Use of Antibiotics in Dogs and Cats Having Surgery
We commonly receive questions from owners regarding antibiotic administration in our surgical patients. To help answer some of these questions, we have created these questions to help you understand the perioperative antibiotic protocol at Cummings Veterinary Medical Center.
Antibiotics are often administered to human and animal patients undergoing surgery. However, not all patients having surgery require—nor will benefit from—prophylactic (preventive) use of antibiotics. Antibiotics should only be administered when they are needed. This is because they are medications that have potential side effects AND because overuse of antibiotics can quickly help more dangerous bacteria to develop and grow.
Which surgical patients should receive antibiotics?
We have carefully selected the patients which should receive perioperative antibiotics, based on current research from the medical and veterinary fields. In general, the following patients should receive antibiotics:
- Patients having surgery lasting longer than 2 hours
- Patients receiving major implants (metal plates, joint replacements)
Occasionally, our surgeons may elect to prescribe antibiotics to a patient that does not fall into the above categories. This is because the surgeon may feel that the patient is particularly prone to an infection. Patients falling into these categories may include:
- Geriatric patients
- Immunocompromised patients (those with a low level of immunity)
- Patients with metabolic disease (e.g., diabetes)
- Patients with open wounds
- Certain patients having surgery involving non-sterile areas of the body (stomach, intestines)
What if your pet does not fall under the above categories?
Owners are sometimes surprised to learn that their pet will not receive antibiotics prior to routine surgery and also will not be sent home with oral antibiotics. When infections do develop in these cases, it may seem that the decision not to use antibiotics was to blame. However, there is overwhelming evidence that unnecessary antibiotic administration in these circumstances does not help prevent post-operative infections. Additionally, this routine use of antibiotics puts both you and your pet at risk for infections that are potentially resistant to all but the most potent antibiotics, contributing to a world-wide health crisis.
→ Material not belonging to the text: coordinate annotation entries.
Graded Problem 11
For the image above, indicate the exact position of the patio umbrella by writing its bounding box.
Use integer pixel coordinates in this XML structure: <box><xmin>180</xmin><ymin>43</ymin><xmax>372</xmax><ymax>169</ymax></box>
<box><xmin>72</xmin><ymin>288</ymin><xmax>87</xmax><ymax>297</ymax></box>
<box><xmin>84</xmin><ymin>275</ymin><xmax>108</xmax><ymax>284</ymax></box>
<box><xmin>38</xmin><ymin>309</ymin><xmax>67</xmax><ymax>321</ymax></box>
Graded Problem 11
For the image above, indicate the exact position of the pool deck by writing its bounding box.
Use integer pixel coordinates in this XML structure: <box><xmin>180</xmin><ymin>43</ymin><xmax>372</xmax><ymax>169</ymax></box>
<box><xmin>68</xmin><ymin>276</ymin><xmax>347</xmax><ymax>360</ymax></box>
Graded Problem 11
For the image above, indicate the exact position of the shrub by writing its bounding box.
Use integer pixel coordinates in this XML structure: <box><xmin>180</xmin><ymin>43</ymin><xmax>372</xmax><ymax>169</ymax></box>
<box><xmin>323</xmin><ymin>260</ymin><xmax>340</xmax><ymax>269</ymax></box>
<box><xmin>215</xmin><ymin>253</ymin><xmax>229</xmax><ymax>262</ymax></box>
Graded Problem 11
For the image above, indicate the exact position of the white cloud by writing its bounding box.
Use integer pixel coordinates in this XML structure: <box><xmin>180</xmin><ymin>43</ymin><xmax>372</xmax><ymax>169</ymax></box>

If your pet needs antibiotics that are prescribed, it is very important that you give all the medication to your pet as directed on the bottle (specifically as prescribed); skipping doses and stopping before all the medication has been given is as effective as not administering these drugs at all.
How are antibiotics administered to surgical patients?
When antibiotics are used, they are administered intravenously, immediately prior to the beginning of surgery, every 2 hours during anesthesia, and then discontinued.
Studies have demonstrated that antibiotics are most effective in preventing postoperative infections when adequate blood levels are present throughout surgery. In general, continuing antibiotics beyond the end of surgery has shown little effect in decreasing infection rates, except in selected patients as described above.
Our veterinarians will be happy to answer any questions you may have concerning our Antibiotic Use protocol.
- Antibiotics should be only administered when they are really needed. This is because they are drugs that have potential side effects and because over use of antibiotics can quickly help more dangerous bacteria to develop and grow.
- Most patients that have surgery do not need antibiotics to go home.
- Occasionally, patients get infections after surgery. This can happen even when patients are being administered antibiotics.
- If your patient needs, and receives, antibiotics for home use, it is very important that you give all the medication to your pet, as directed on the bottle (as prescribed).